PI Original Adam Doster Thursday June 5th, 2008, 12:01pm

All Delegates Are Created Equal: Obama's Caucus Advantage

While Hillary Clinton's Iraq vote opened the door for a candidate who solidly opposed the war, it would be silly to ignore the value of the Obama campaign's comprehensive field work and ground strategy, which focused much of its organizing energy in small caucus states. Tom ...

While Hillary Clinton's Iraq vote opened the door for a candidate who solidly opposed the war, it would be silly to ignore the value of the Obama campaign's comprehensive field work and ground strategy, which focused much of its organizing energy in small caucus states. Tom Schaller highlights this piece by Justin Sizemore which nicely synthesizes the strategy and details why it was so effective:

Caucuses let candidates achieve more bang for their organizing buck, and the Obama campaign would demonstrate that mobilizing a few thousand people in a caucus state can have as much impact as getting several hundred thousand voters to the polls in a primary state. Obama's young, affluent supporters and dedicated activist base gave him an inherent advantage in caucuses. But his overwhelming landslides in those contests were not inevitable: the Illinois senator invested considerable resources to build sophisticated grassroots mobilization efforts in states Hillary Clinton ignored.

The key turning point? Four post-Super Tuesday caucuses:

On Wednesday, February 6, the race for the Democratic nomination was virtually tied. With more than half the pledged delegates spoken for, Barack Obama led Hillary Clinton by about thirty. In the next seven days, Obama would turn his slight lead into an insurmountable one.

On the weekend after Super Tuesday, Maine, Nebraska, Washington State, and the Virgin Islands held caucuses to award a combined 129 delegates. (Louisiana, in which Obama was heavily favored, allocated its fifty-six delegates in a primary that Saturday.)

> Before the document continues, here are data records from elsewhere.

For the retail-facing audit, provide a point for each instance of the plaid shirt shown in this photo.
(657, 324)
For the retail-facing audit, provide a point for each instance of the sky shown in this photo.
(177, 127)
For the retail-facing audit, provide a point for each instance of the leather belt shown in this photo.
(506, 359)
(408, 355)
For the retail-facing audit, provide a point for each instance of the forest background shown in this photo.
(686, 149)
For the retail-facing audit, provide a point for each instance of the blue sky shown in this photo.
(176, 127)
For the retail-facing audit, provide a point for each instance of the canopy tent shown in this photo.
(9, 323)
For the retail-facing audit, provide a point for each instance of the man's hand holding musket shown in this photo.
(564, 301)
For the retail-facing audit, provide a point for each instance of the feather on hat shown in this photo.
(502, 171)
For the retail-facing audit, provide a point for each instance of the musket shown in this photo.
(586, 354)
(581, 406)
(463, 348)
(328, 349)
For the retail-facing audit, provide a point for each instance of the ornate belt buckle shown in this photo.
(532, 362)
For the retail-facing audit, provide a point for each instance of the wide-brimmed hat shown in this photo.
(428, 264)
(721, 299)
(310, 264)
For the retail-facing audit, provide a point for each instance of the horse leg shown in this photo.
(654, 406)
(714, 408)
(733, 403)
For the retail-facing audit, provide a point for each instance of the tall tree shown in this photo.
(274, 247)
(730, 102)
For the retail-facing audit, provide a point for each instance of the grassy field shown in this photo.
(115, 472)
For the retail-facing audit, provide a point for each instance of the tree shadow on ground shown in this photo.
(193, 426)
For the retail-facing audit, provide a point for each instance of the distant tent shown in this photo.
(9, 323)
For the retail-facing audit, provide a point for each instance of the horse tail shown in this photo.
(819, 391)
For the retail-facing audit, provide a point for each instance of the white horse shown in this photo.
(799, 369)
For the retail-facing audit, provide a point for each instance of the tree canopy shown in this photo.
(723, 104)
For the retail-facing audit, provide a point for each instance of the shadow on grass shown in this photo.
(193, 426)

After seeing what had happened in the February 5 caucuses, the Clinton campaign undoubtedly knew what was coming and went into triage mode, flying twenty-two operatives into Seattle the day after Super Tuesday.

"It's a huge shot in the arm," remarked the director of Clinton's previously all-volunteer Washington effort. The caucuses were three days away.

Despite the Clinton campaign's last-minute organizational surge, Barack Obama successfully applied his Super Tuesday blueprint the following weekend. But there was one crucial difference: without any states in which Clinton could offset Obama's strengths, he was able to translate his advantages into a massive gain in delegates. Together, those five jurisdictions gave Obama a net gain of fifty-five delegates.